UNIVERSIDADE FEDERAL DA BAHIA Instituto de Biologia - Departamento I - BIO 158 - Biologia Celular e Molecular

Profa. Luciana Veiga

I. Introdução Nesta aula examinaremos dois tipos de fenômenos de transporte que, à primeira vista, podem parecer não – relacionados: a regulação do volume celular em plantas e animais e o volume do fluxo de água (o movimento da água contendo solutos dissolvidos) através de uma ou mais camadas das células. Em seres humanos, por exemplo, a água se move do sangue filtrado que formará a urina através da camada de células epiteliais de revestimento dos túbulos dos rins e para o sangue, assim concentrando a urina. (Se isso não acontece, um indivíduo poderia secretar muitos litros de urina por dia!) Em plantas superiores, a água e os minerais são absorvidos pelas raízes através de tubos de condução (xilema, caracterizado pela presença de traqueóides): a água é perdida pelas plantas principalmente pela evaporação das folhas.

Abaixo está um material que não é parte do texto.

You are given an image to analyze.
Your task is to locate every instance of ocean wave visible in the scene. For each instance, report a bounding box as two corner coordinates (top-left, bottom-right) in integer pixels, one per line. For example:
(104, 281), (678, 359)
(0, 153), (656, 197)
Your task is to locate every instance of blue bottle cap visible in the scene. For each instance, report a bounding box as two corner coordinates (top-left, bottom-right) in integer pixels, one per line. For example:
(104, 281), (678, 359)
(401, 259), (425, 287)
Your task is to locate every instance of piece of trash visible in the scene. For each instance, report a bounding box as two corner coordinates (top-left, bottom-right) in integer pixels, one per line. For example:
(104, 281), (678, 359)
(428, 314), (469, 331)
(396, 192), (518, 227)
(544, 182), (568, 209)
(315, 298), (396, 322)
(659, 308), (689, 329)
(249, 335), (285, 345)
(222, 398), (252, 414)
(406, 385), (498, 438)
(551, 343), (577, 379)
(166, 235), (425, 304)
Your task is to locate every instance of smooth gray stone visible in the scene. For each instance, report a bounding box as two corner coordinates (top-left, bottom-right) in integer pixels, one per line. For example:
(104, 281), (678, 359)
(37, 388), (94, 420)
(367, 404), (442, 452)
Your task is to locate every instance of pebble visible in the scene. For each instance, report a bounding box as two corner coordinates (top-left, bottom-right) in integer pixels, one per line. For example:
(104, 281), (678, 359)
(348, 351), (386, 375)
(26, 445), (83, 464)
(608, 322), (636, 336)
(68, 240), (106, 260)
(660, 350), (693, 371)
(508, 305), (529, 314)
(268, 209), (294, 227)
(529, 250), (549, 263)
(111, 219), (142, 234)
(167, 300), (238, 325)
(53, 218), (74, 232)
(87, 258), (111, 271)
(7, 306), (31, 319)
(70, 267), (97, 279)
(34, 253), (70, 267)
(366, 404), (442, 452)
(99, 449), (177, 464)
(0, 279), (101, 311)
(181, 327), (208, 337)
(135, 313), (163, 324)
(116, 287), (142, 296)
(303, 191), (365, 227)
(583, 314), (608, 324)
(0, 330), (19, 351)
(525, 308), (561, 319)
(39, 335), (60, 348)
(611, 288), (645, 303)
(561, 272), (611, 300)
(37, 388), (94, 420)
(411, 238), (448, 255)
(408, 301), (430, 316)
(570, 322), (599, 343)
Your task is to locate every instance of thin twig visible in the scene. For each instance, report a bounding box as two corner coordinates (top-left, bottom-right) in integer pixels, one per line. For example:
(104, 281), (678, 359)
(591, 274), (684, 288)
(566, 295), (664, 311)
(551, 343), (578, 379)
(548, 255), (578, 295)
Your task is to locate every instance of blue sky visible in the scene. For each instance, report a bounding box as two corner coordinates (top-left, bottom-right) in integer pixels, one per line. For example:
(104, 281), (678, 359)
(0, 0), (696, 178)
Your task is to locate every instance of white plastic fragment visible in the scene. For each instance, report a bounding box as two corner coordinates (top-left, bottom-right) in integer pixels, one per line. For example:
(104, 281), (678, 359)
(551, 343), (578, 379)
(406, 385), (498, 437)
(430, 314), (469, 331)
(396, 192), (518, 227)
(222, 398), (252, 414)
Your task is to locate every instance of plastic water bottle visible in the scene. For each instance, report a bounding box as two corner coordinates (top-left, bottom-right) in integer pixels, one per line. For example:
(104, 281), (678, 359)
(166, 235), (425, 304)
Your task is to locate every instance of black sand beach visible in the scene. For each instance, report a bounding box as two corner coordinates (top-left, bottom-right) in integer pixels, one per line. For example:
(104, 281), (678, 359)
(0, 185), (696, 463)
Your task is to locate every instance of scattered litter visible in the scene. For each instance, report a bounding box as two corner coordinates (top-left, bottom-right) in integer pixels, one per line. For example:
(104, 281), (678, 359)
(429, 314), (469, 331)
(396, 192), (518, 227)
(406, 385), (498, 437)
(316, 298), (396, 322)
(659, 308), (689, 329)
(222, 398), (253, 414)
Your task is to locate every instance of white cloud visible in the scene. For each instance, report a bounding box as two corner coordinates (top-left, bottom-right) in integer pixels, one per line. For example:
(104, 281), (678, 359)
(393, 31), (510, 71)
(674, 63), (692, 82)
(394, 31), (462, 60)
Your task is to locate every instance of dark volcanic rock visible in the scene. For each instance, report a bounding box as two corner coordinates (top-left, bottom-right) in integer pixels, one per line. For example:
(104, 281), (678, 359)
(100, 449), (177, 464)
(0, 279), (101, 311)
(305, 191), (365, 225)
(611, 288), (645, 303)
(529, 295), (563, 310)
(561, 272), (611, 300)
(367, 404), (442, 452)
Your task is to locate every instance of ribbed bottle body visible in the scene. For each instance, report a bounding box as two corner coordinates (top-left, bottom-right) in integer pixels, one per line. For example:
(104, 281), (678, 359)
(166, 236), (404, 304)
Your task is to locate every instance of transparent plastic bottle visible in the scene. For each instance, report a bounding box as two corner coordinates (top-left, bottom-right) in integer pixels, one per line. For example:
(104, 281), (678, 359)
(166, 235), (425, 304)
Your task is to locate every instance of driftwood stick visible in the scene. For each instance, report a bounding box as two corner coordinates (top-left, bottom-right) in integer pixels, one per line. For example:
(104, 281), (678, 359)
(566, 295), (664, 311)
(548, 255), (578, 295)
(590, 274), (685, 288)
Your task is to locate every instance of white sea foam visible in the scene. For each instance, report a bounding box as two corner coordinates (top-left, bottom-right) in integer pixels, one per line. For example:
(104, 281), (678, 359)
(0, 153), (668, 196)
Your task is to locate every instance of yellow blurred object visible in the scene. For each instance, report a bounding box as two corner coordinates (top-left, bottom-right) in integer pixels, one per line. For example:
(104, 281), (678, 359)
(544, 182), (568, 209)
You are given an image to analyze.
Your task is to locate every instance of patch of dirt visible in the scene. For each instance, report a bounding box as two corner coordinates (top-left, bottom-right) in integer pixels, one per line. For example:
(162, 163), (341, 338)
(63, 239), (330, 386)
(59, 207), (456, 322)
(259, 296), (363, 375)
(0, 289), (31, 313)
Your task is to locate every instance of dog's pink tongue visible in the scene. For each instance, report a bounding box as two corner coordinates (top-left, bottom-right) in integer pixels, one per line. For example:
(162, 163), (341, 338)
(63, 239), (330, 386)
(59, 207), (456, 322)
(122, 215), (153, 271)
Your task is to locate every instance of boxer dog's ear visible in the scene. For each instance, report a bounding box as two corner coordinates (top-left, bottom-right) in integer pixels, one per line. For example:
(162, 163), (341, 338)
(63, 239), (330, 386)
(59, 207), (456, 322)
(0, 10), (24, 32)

O que esses processos têm em comum é a osmose. – o movimento da água de uma região de baixa concentração de solutos para uma região de alta concentração de solutos. Começaremos considerando alguns fatores básicos sobre a osmose e então mostraremos como eles explicam muitas propriedades fisiológicas dos animais e das plantas. II. A pressão osmótica faz com que a água se mova através das membranas. A maioria das membranas biológicas é relativamente impermeável a íons e a outros solutos, mas, como em todas as bicamadas fosfolipídicas, elas são um tanto permeáveis a água (Figura 1).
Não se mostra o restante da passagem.